Asiento con la cabeza; no tengo necesidad de contárselo todo pero, no sé por qué, sigo haciéndolo:
—Yo era el encargado de investigar al cliente, era quien iba en su caza ajustando nuestra propuesta a sus condiciones y a su línea empresarial, puesto que la mayoría de estas organizaciones son poco abiertas a modificar sus protocolos. Pero increíblemente siempre tenía la suerte de dar con el contacto adecuado dentro de la compañía. Luego estaba Ricardo, que era el poseedor de los conocimientos de ingeniería. La empresa fabricaba GPS, acelerómetros, giroscopios, magnetómetros, sensores de temperaturas y otros instrumentos de aviónica; por último estaba mi otro socio, Pierre. —No puedo evitar nombrarlo con desdén—. Era el encargado de las finanzas de la empresa. Yo viajaba mucho, casi nunca estaba en el país, estaba siempre buscando nuevas oportunidades y consiguiendo nuevos contratos.
»Era tal la confianza que nos teníamos que ninguno irrumpía en el trabajo del otro. Todo marchaba estupendamente, pero... la tentación fue grande cuando la empresa se expandió, y el encargado de los números nos timó.


—¿Os estafó? Pero era una empresa muy grande, ¿cómo pudo?
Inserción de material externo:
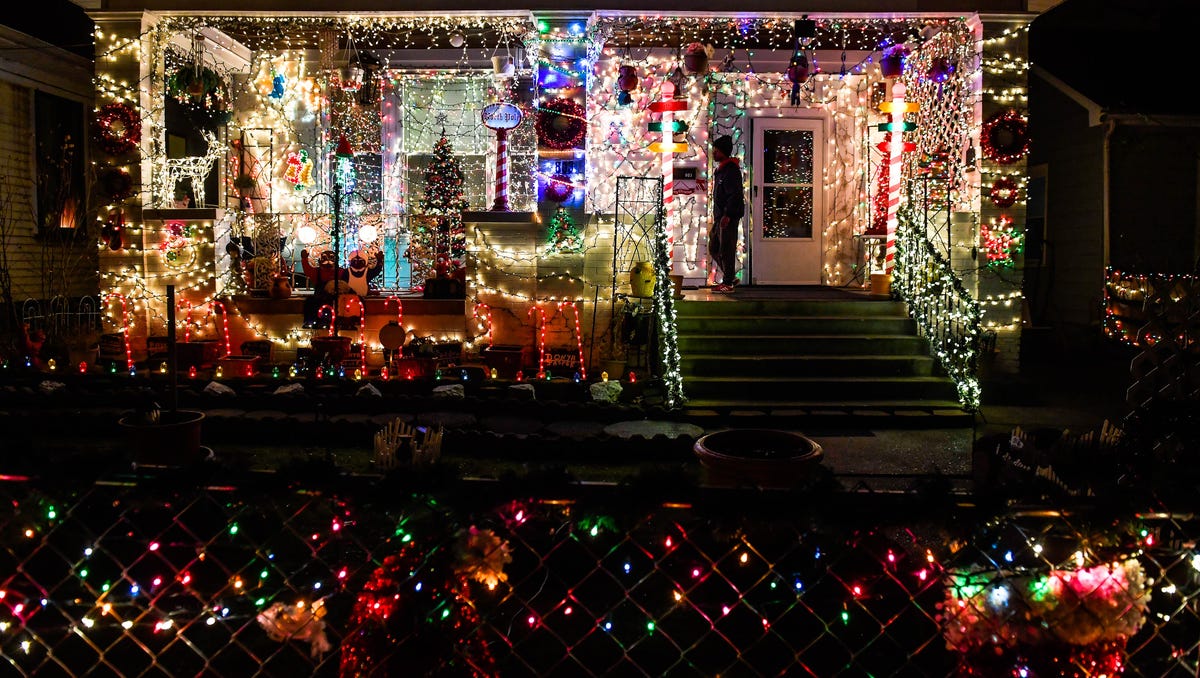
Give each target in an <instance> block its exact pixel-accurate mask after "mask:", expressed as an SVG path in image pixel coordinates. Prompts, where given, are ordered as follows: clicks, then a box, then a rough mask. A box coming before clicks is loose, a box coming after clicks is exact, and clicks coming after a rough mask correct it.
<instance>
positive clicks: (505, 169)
mask: <svg viewBox="0 0 1200 678" xmlns="http://www.w3.org/2000/svg"><path fill="white" fill-rule="evenodd" d="M492 211H493V212H506V211H509V131H508V130H497V131H496V202H494V203H492Z"/></svg>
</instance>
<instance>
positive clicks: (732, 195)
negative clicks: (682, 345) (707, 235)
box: [708, 134, 746, 294]
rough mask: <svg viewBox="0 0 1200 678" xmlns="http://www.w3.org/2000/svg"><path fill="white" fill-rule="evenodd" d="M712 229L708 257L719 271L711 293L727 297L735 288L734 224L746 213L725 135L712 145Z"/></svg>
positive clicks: (709, 234) (736, 169) (736, 177)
—Incurrió en fraudes internos, fugas de capital, errores en materia fiscal... Maquillaba los resultados financieros de la empresa de manera que nada podía comprobarse; habíamos comenzado a pagar impuestos y regalías por operaciones que no existían. En la compañía había un consejo de administración, pero él lo pasaba por alto, no dejaba que se involucraran, precisamente para que no
salieran a la luz sus maniobras. Mi otro socio y yo pensábamos que la compañía iba sobre ruedas, él así nos lo hacía creer y confiábamos en Pierre, hasta que de pronto nos encontramos con una empresa que no era una empresa, sino un espejismo, y todo desapareció.
»Dejamos de poder cumplir con los compromisos de pago asumidos; eran deudas a corto plazo, y se suponía que todo estaba calculado, pero él ya había vaciado las arcas de la empresa y todo llegó a un punto en el que no había forma de sobrevivir, no había estrategia corporativa posible más que liquidar todas las deudas y empezar de cero nuevamente. Sólo había dos opciones: llegar a un arreglo con los acreedores a costa de perderlo todo, incluso mi patrimonio personal adquirido con mi trabajo, o ir a la cárcel.


—Y si lo perdiste todo, ¿con qué has comprado la parte de Saint Clair?


—Algo quedó, muy poco en comparación con el patrimonio que había conseguido amasar; por eso vine a París, en busca de un negocio rentable. En Lyon soy un fracasado al que todos conocen y en quien nadie confía.


—Pero no fue culpa tuya.


—Te lo dije una vez: todos son amigos de tu éxito, pero no de tus fracasos. En definitiva, decidí alejarme; mientras tanto, debía sobrevivir sin tocar lo poco que me había quedado, por eso era imprescindible encontrar un trabajo hasta que surgiera algo.


—Pero me engañaste.


—Yo no te engañé —le contesto con pesar—. Cuando encontré la solución, quise hablar contigo y no me lo permitiste. Cuando me enteré de lo que te estaba pasando, empecé a estudiar la rentabilidad de una inversión en Saint Clair, pero debía buscar la forma de que Poget me la vendiera...
No quería que te ilusionaras. Entonces se me ocurrió reflotar Eurostar; ahora se llama Eurostar Group, y Poget es tan necio que bastó con decirle que desmembraríamos la empresa para que mordiera el anzuelo nada más lanzar la carnada al agua. Fue muy fácil.


Pedro, perdóname.


—Me juzgaste injustamente y yo también tengo mi orgullo. Y aunque esto lo hice por ti, también lo he hecho por mí. Saint Clair es un negocio rentable y por eso he invertido en ella. Ahora vayamos a firmar el estatuto para liberar a esa gente. No deseo modificar nada; como has leído en las cláusulas, es una sociedad muy justa y sólo he hecho una inversión en la empresa, la cual pretendoque sigas manejando como hasta ahora.


—Perdóname, por favor.


Me pongo en pie.


—No digas más nada. Me habría encantado que hubieras confiado en mí, te dije que buscaríamos la forma y no me escuchaste. Si no hubieras sido tan altanera...


—Lo siento.


—Es un poco tarde, Paula. Me duele que haya sido necesario contarte todo esto para que me veas con otros ojos. No me hagas sentir más estúpido de lo que ya me siento. Quedémonos con los negocios; el resto fue un magro intento de algo que no funcionó.